Top Ten Teachers in Speculative Fiction(in no particular order)

1.) Yoda (Star Wars) – Much wisdom, he has. Better as a puppet, he was. Proves that height matters not, he does.

2.) Professor X (and other X-Men) – Professor X is not only the world’s most powerful telepath, he’s a great teacher, who then mentored his students into becoming superheroes and teachers. How cool is that?

3.) Susan Sto Helit (Discworld) – this no-nonsense granddaughter of Death (through adoption-it’s complicated) runs a tight classroom, filled with the almighty Gold Stars, and epic field trips to other time periods in Discworld.

4.) Gandalf (The Lord of the Rings) – he technically fills more of the mentorship role, but the bottom line is, he knows a lot of stuff and passes it along to the next generation. Except when he doesn’t. But he’s a wizard, and they generally don’t have to explain themselves.

5.) Obi-Wan Kenobi (Star Wars) – I was hesitant to add him, because technically Anakin Skywalker was one of his students. “My pupil turned into Darth Vader” doesn’t look good on a resume. But he redeemed himself by setting Luke on the right path, and really? Teachers can’t fix everything.

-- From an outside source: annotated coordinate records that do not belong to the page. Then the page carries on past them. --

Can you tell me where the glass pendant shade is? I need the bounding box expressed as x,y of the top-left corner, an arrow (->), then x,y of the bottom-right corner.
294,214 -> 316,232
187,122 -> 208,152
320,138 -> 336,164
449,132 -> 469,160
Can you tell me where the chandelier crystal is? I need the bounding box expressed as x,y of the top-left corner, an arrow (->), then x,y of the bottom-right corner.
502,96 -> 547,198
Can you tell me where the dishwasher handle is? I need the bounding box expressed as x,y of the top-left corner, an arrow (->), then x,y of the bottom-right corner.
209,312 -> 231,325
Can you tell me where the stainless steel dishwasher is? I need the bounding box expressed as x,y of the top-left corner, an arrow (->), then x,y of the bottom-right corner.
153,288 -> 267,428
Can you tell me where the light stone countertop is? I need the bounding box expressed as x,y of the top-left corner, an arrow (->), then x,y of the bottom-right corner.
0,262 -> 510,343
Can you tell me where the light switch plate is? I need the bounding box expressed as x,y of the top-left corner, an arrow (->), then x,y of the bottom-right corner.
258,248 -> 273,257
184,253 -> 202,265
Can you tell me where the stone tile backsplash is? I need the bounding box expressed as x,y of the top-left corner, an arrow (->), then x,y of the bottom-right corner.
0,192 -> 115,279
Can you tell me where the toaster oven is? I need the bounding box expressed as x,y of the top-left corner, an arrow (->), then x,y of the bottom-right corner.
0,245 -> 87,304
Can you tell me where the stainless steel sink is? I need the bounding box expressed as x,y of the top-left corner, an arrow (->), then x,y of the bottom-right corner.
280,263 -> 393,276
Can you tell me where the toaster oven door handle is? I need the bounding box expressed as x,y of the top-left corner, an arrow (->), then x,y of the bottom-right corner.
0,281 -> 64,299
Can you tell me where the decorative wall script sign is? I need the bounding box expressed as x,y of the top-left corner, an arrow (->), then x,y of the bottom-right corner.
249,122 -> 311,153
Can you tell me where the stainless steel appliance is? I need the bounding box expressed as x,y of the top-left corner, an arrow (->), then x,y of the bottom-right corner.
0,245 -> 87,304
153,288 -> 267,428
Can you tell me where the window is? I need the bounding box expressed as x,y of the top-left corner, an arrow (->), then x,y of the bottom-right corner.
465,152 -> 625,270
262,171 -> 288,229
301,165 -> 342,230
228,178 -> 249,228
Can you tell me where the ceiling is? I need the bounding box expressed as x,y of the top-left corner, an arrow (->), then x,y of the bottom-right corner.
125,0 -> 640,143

6.) Chiron (Percy Jackson and the Olympians) – this centaur of Greek myth is also the activities director at Camp Halfblood. He cares deeply for all the students, and encourages Percy in his regular studies, as well as in his demigod training.

7.) Professor McGonagall – she’s a powerful witch who does many things to protect Hogwarts from evil. Plus, she turns into a cat, which makes the idea of catching a prep-period catnap a lot more possible.

8.) Clara Oswald (Doctor Who) – this Doctor Who companion is spunky, cheeky, and teaches English when not traveling time and space. Her multitasking proves that it is possible to have a life outside of school–at least when you have a TARDIS.

9.) Indiana Jones (Indiana Jones movies) – granted, we never see him teach much. Most of the time, he’s ducking out of meetings with his students. Still, he is a college professor and it’s hard to argue with his field research!

10.) Shifu (Kung Fu Panda) – this epic red panda is tiny but mighty, able to fend off many foes with a few flicks of his fingers. He manages to get over his own skepticism and train Po into a winner, proving that the even most unlikely students can succeed.

Who’s your favorite fictional teacher (speculative or otherwise)?

Marriage in Speculative Fiction

As you might be slightly aware, I’m currently submitting a finished urban fantasy manuscript. There’s humor, action, and suspense–and a heroine who is definitely not lying down on the job. But unique concept is the protagonists, a married couple.  The book picks up more than a few years into their marriage. After the romance and after the drama — right?

Not at all.  In fact, their marriage makes the overall plot just that much more complicated.

I was inspired to go for this after realizing how many stories that include romance are all about the “meeting” and the “lead up” and the “big kiss” or the “big wedding.” As if that’s the end and after that, you get a house and two kids and a dog. This goes against so many of the experiences I’ve seen with married couples.

Of course, it helps that in this case, the married couple have been separated for years, and one spouse thinks the other is dead.  But throughout the series, their partnership offers plenty of humor, action, and movement to the plot–and proves that beyond the kisses and romance, marriage is also a really close friendship: a man and a woman working and growing together for the good of their peoples.

Or, as the Bible says:

“Though one may be overpowered, two can defend themselves. A cord of three strands is not quickly broken.” (Ecclesiates 4:12)

That sort of partnership is something I feel is missing in a lot of fiction.  Often writers either ignore the idea of romantic love entirely, or else focus on the “getting there” aspect. and then dump the hero and heroine once they are reunited.

What about you, out in cyberspace?  Any recommendations of awesome married couples (Christian or non-Christian) in fiction–be it TV, book, or movie–where they are both three dimensional characters rising, falling, failing, and growing together?  Or even getting into trouble together?